The soup, stews, and roasting will have to be put on hold until fall. Not the soups, my wife will cook a soup even when it’s 150° outside. But we really just try not to heat up the kitchen. We move to lighter food so it doesn’t beat us down in the heat. You all know what I’m saying.
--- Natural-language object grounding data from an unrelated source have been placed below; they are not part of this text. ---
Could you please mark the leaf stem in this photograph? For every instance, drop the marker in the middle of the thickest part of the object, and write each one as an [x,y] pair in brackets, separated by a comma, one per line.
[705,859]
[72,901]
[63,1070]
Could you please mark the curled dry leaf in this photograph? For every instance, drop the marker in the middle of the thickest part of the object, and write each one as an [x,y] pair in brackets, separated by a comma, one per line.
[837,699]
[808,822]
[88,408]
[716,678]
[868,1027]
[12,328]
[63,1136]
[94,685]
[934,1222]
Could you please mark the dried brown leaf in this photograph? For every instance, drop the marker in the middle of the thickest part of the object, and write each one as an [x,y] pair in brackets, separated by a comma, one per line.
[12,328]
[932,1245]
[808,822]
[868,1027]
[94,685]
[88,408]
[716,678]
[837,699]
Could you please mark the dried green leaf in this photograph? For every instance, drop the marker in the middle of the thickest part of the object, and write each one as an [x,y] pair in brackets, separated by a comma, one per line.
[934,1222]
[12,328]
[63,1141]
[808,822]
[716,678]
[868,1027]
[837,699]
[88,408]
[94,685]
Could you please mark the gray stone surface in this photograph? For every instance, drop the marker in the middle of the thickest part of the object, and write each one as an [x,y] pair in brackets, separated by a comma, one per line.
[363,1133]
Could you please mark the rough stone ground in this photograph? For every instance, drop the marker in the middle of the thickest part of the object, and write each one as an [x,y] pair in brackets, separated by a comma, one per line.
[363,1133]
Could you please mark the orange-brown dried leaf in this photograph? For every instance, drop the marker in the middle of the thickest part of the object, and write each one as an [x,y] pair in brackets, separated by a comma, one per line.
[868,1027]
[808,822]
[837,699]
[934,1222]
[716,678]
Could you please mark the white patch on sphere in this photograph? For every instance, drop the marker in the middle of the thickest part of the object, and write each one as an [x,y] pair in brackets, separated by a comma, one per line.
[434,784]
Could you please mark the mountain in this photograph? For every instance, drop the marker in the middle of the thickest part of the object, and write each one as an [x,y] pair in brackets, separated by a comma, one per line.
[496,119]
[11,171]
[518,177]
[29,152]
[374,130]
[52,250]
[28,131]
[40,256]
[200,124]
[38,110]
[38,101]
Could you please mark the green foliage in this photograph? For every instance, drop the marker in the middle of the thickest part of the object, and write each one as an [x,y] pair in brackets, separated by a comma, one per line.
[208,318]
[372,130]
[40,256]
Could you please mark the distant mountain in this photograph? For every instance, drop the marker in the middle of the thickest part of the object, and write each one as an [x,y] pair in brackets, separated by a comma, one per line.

Anyway, this is perfect for those nights in the summer heat or to bring to a BBQ. It’s refreshing and it’s not heavy and creamy. It’s a snap to put together. It’s chock full of cancer fighting veggies and it goes great with crispy skin salmon or leftover chicken. If you’re not a meat eater, throw some rinsed, drained white beans in there and you have all you need.
VEG & APPLE SLAW
2 cups shredded green cabbage
2 cups shredded red cabbage
*or 4 cups prepared slaw mix*
1/4 cup white wine vinegar, red wine vinegar, or tarragon vinegar
2 tablespoons maple syrup or honey
1 teaspoon Dijon mustard
1/8 teaspoon salt
pinch of cayenne, optional
2 medium apples, Honeycrisp or Granny Smith
2-3 medium carrots
Place your shredded cabbages in a large bowl.
Combine the vinegar, syrup or honey, Dijon mustard, salt, and pinch of cayenne (if using), in a bowl and set aside.
Use the course blade of a spiralizer, the one that looks like thick noodles, spiralize your apples. If your carrots are big enough, spiralize them. If you can’t spiralize your carrots, or you just don’t have a spiralizer, you can use the course side of a box grater to grate both the carrots and the apples. Add the apples and carrots to your big bowl of cabbage.
Give your dressing a stir and pour it over the veg. Toss to coat. Eat.